Dans son édition du 1er avril 2006, The Economist brocarde la manière dont les Français appréhendent leur futur. La couverture de l’hebdomadaire de référence de la City s’orne d’un coq tricolore aux yeux bandés. Dans son éditorial, la rédaction stigmatise l’incapacité des élites françaises à préparer leur peuple à la globalisation. Celui-ci ne comprendrait rien à l’évolution du monde et serait rétif à tout changement. Seuls, Nicolas Sarkozy à droite et Ségolène Royal à gauche trouvent grâce à ses yeux. Le premier pour avoir affirmé que le modèle français était mort et la seconde pour avoir dressé l’apologie du blairisme.

Cependant, le point de vue de The Economist est incohérent : on ne peut à la fois dire que les Français refusent de regarder les choses en face et qu’ils refusent de se fondre dans la globalisation.
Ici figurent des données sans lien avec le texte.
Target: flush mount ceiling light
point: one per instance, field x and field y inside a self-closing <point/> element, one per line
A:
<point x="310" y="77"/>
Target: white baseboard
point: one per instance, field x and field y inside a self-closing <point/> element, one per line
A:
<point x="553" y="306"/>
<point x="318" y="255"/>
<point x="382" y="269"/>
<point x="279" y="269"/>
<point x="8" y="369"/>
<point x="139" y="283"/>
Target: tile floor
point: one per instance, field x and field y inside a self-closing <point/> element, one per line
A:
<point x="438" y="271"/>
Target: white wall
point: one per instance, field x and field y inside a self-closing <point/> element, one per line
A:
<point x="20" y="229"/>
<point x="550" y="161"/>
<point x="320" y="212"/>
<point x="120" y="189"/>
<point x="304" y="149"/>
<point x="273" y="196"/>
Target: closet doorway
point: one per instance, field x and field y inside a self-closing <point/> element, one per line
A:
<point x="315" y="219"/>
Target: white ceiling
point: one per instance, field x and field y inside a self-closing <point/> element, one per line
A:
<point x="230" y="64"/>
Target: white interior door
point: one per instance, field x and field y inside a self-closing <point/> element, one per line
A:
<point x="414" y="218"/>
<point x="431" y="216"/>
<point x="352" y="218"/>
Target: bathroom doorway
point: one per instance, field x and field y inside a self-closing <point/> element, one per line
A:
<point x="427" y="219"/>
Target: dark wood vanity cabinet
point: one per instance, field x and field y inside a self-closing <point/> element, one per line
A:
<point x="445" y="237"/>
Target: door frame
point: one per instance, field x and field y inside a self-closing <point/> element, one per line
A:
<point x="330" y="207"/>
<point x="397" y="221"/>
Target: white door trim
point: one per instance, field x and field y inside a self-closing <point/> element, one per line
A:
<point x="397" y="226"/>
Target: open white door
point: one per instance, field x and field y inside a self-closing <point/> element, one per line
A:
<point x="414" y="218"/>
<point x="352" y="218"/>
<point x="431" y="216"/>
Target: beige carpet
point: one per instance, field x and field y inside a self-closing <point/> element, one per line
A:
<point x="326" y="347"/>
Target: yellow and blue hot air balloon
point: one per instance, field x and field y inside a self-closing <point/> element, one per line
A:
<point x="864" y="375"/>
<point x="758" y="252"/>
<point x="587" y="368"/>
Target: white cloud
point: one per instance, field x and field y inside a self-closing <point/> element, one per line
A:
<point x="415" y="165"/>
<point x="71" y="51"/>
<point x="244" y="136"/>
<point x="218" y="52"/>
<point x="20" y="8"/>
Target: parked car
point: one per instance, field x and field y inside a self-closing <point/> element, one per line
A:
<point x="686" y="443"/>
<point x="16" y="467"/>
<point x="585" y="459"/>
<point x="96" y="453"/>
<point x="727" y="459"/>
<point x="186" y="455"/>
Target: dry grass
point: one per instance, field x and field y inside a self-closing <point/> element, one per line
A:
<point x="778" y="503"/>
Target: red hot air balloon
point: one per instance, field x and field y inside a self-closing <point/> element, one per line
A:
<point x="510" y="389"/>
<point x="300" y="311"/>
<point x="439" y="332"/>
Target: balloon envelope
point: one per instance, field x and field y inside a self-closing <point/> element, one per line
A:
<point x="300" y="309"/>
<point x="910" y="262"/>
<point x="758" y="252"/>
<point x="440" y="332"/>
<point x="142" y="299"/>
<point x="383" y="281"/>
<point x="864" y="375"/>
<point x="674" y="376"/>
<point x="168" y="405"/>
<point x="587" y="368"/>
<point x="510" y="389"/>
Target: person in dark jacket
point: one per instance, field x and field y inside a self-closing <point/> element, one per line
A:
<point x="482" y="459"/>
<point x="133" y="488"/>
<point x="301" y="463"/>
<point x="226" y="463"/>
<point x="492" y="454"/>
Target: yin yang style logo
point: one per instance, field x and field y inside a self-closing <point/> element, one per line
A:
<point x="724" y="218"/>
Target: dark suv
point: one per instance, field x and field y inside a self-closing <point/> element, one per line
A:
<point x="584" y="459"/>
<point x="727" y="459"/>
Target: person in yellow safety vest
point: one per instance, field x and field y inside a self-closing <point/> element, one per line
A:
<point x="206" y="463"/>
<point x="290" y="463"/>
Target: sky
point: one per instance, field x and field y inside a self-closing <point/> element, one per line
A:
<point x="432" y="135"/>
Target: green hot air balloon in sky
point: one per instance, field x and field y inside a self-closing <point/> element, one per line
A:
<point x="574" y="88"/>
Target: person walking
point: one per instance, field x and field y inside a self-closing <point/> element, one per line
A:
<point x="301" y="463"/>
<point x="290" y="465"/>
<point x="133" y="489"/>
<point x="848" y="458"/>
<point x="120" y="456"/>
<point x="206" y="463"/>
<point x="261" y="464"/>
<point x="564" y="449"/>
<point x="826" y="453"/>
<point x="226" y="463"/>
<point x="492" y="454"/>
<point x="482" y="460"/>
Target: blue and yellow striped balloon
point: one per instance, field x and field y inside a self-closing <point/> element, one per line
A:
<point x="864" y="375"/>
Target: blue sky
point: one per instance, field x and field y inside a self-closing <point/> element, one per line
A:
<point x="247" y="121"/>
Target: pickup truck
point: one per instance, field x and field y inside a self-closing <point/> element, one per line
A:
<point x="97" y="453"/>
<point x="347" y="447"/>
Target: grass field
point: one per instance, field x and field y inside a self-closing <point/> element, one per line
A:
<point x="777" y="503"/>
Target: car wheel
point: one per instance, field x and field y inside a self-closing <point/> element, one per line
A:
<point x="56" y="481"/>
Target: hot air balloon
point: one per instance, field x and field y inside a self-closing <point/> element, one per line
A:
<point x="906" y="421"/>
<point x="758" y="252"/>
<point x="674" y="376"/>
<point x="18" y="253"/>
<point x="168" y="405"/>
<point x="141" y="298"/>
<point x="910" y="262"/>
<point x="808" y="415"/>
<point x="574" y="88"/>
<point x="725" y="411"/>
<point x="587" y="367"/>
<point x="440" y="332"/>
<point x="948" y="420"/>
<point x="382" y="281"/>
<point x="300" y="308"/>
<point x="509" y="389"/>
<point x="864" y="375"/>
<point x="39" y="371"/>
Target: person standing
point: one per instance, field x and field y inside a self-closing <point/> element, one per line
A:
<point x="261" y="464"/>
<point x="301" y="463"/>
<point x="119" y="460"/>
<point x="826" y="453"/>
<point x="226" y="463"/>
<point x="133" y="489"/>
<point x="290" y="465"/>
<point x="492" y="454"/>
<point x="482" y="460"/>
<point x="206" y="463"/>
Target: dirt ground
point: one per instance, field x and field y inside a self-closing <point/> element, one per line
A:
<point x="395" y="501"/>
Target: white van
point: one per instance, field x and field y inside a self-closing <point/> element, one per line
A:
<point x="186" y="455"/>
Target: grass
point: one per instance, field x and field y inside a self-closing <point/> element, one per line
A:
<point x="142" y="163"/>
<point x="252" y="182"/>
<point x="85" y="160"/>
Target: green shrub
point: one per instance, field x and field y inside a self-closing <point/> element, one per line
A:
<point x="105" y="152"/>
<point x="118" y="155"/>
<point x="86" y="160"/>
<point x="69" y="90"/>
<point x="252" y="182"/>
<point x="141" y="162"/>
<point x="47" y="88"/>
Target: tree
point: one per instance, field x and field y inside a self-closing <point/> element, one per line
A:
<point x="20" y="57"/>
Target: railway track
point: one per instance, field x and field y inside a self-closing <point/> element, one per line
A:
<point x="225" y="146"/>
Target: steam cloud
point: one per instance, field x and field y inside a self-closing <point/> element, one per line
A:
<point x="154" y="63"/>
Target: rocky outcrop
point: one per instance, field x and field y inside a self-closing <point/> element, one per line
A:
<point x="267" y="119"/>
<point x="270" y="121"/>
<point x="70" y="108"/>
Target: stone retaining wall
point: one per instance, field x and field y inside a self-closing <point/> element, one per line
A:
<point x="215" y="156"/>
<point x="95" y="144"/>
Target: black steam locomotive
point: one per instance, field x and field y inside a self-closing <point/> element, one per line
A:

Précisémment : c’est parce qu’ils savent ce qu’est la globalisation que les Français n’en veulent pas.
The Economist confond la difficulté des Français à adapter leur modèle aux nouveaux modes de production et leur hostilité à aligner leurs règles sociales sur celles de la mondialisation.

Réponses à la question « Le système de libre entreprise et de l’économie du libre marché est le meilleur système sur lequel baser l’avenir du monde », en pourcentage de réponses par pays.

Plus profondément, The Economist reproche aux Français d’être le dernier peuple, parmi les nations développées, à persister à critiquer le modèle économique dominant. Dans le dossier qu’il consacre aux grèves qui secouent le pays, l’hebdomadaire présente un sondage intitulé « A bas le capitalisme ! » (en français dans le texte). Il montre que les Français, plus encore que les Russes, rejettent l’idée d’une société exclusivement régulée par le libre-marché. Ils sont les derniers à croire aux vertus sociales du service public. C’est là le cœur du litige.